上海総合指数に関連するETFの一つに、野村アセットマネジメントの「NEXT FUNDS ChinaAMC・中国株式・上証50連動型上場投信」があります。このファンドは、上海総合指数に採用されているA株の中から、規模が大きく流動性が高い(取引量が多い)50銘柄で構成されているため、中国の代表的な企業に投資ができるETFといえるでしょう。

ブラジル「ボベスパ指数」

ボベスパ指数は、ブラジルのサンパウロ証券取引所に上場する銘柄の中で、流動性の高い銘柄で構成されている指数です。ボベスパ指数は配当込みのトータルリターンで算出される指数であり、浮動株調整済時価総額平均加重方式です。

ボベスパ指数はブラジル一国だけでなく、南米経済を代表する株価指数といってもいいでしょう。ボベスパ指数に投資をすることで、南米経済全体の成長の恩恵を受けられるかもしれません。

ボベスパ指数に投資できる代表的なETFとしては、野村アセットマネジメントの「NEXT FUNDS ブラジル株式指数・ボベスパ連動型上場投信」が挙げられます。

ブラジルのイメージ
ブラジルは、南米を代表する市場 marchello74/Shutterstock

ロシア「RTS指数」

ロシアを代表する株価指数としては、RTS指数があります。モスクワ取引所に上場する銘柄で構成されおり、指数の計算方法は、ブラジルのボベスパ指数同様、浮動株調整済時価総額加重平均方式です。
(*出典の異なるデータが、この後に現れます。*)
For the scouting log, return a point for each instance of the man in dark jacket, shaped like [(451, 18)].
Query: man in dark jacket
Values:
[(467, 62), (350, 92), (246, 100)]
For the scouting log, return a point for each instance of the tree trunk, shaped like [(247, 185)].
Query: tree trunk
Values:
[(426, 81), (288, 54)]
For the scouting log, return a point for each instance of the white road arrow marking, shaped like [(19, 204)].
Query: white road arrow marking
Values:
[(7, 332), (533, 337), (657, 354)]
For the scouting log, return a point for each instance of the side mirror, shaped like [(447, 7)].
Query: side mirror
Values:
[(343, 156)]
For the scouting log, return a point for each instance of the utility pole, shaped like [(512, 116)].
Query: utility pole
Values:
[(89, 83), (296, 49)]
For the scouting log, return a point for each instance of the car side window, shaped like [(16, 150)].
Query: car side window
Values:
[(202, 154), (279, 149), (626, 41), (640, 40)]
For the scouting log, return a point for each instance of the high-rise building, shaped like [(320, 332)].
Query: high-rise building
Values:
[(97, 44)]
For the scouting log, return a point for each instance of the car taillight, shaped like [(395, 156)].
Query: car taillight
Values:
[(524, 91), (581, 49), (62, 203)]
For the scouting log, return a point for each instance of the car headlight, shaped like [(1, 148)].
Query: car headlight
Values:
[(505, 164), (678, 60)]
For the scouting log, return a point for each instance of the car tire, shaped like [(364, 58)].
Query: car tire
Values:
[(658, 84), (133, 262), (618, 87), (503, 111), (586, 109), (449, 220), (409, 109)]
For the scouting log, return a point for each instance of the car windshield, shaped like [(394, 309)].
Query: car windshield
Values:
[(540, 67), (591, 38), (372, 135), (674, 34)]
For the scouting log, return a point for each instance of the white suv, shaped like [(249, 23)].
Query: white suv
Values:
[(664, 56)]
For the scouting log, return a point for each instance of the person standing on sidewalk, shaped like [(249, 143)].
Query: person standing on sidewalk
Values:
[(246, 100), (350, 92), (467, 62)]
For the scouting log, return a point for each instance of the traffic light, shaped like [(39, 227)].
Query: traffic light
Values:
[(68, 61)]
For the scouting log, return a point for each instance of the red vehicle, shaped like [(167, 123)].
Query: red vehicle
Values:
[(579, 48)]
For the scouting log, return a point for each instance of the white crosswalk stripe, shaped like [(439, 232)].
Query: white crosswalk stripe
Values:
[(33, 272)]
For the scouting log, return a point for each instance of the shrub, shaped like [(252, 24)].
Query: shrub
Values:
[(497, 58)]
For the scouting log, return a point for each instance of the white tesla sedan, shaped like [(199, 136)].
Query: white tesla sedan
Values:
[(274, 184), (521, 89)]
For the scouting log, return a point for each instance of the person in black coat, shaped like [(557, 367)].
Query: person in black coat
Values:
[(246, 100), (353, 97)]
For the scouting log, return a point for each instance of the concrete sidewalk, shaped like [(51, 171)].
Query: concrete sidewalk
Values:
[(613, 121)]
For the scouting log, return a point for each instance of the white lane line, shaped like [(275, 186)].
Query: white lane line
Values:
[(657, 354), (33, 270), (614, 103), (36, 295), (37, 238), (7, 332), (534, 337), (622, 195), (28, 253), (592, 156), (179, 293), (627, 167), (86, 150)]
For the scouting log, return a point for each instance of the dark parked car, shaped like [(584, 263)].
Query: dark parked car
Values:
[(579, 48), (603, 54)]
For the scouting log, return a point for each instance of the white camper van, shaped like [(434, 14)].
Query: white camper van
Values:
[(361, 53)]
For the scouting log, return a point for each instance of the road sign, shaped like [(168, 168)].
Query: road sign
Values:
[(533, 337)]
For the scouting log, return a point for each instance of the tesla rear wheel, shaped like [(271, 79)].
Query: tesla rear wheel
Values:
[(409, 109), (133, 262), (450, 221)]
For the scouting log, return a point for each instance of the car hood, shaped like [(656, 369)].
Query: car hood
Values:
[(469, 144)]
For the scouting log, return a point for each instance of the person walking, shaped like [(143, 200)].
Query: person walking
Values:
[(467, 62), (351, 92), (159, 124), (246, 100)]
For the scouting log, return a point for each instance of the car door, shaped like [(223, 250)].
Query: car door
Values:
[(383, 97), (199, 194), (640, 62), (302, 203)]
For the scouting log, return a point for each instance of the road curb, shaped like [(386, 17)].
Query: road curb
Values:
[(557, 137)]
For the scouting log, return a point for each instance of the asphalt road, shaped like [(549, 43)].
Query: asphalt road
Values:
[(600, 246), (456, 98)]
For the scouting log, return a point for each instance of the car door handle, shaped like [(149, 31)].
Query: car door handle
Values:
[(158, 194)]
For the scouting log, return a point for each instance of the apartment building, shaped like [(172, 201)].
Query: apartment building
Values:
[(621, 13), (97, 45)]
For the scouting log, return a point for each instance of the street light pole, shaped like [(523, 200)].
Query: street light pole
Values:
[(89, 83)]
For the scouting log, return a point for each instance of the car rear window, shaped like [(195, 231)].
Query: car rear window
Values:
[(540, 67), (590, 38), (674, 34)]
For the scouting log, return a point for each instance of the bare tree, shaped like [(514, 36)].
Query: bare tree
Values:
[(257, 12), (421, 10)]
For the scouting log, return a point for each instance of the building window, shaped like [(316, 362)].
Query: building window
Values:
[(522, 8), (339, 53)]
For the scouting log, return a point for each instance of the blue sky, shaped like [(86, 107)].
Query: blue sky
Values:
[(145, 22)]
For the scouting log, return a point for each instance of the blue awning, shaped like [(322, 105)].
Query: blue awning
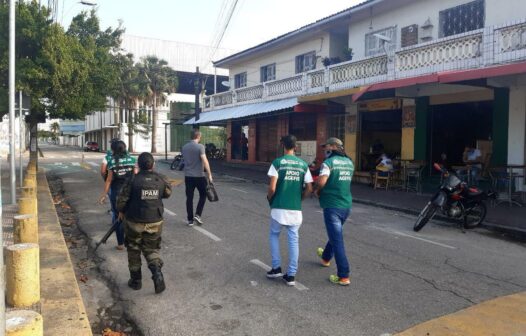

1995年9月1日を基準日とし、その日の指数値を100として、米ドル建てで算出されています。

RTSに連動するETFには、NEXT FUDNS ロシア株式指数・RTS連動型上場投信」(野村アセットマネジメント)があります。

インド「SENSEX」

インドのSENSEXは、ムンバイにあるボンベイ証券取引所に上場する銘柄のうち、流動性や取引規模が大きく、各業種を代表する30銘柄で構成される時価総額加重平均指数です。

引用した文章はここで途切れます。